Case ID: ad2d_187/html/0287-01.html
Source: Caselaw Access Project
Author: {"author": "", "license": "Public Domain", "url": "https://static.case.law/"}
Date Created: 2024-08-24T03:29:51.129683

H.M. Hughes Co., Inc., Respondent, v Carmania Corp., N.V., Appellant, et al., Defendants.
   Order, Supreme Court, New York County (Carmen B. Ciparick, J.), entered December 2,1991, which granted plaintiffs motion to resettle an order of the same court entered July 30, 1991, so as to, inter alia, extend the duration of a notice of pendency for an additional three-year period, nunc pro tunc, as of the date of the original order, unanimously affirmed, with costs.

Plaintiff timely obtained and filed an order extending its notice of pendency, but because the subject property was not described, the County Clerk did not index and record the order but instead returned it to plaintiff after the original notice of pendency had lapsed.

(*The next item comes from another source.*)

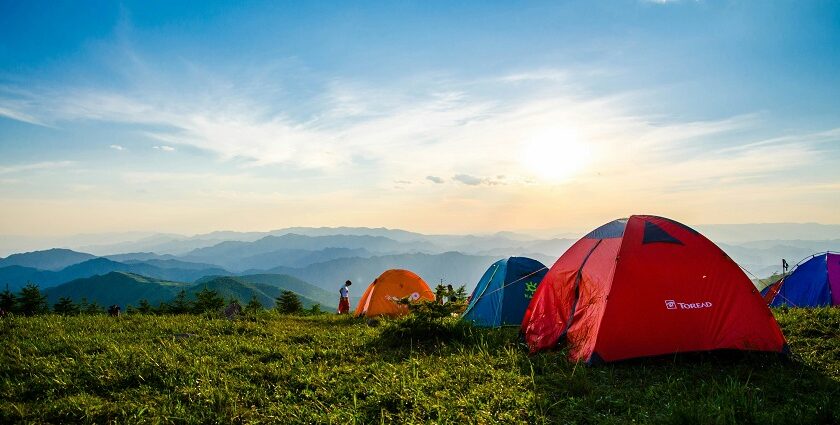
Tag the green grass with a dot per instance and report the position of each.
(328, 369)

Under these circumstances, the resettled order extending the notice and directing that it be recorded and indexed nunc pro tunc as of the date of filing of the first extension order was properly made (Sanders & Assocs. v Hague Dev. Corp., 131 AD2d 462). CPLR 6513 directs that the order "shall be filed, recorded and indexed before expiration of the prior period”, which we read as a directive binding on the County Clerk (see, Manton v Brooklyn & Flatbush Realty Co., 217 NY 284, 287). Assuming that plaintiff was remiss in omitting the block and lot number from the face of the original extension order, it was the County Clerk’s failure promptly to reject the document that prevented plaintiff from timely curing the omission. Moreover, the index number did not change and so the block and lot number was only a minor omission. Concur—Wallach, J. P., Kupferman, Asch and Rubin, JJ.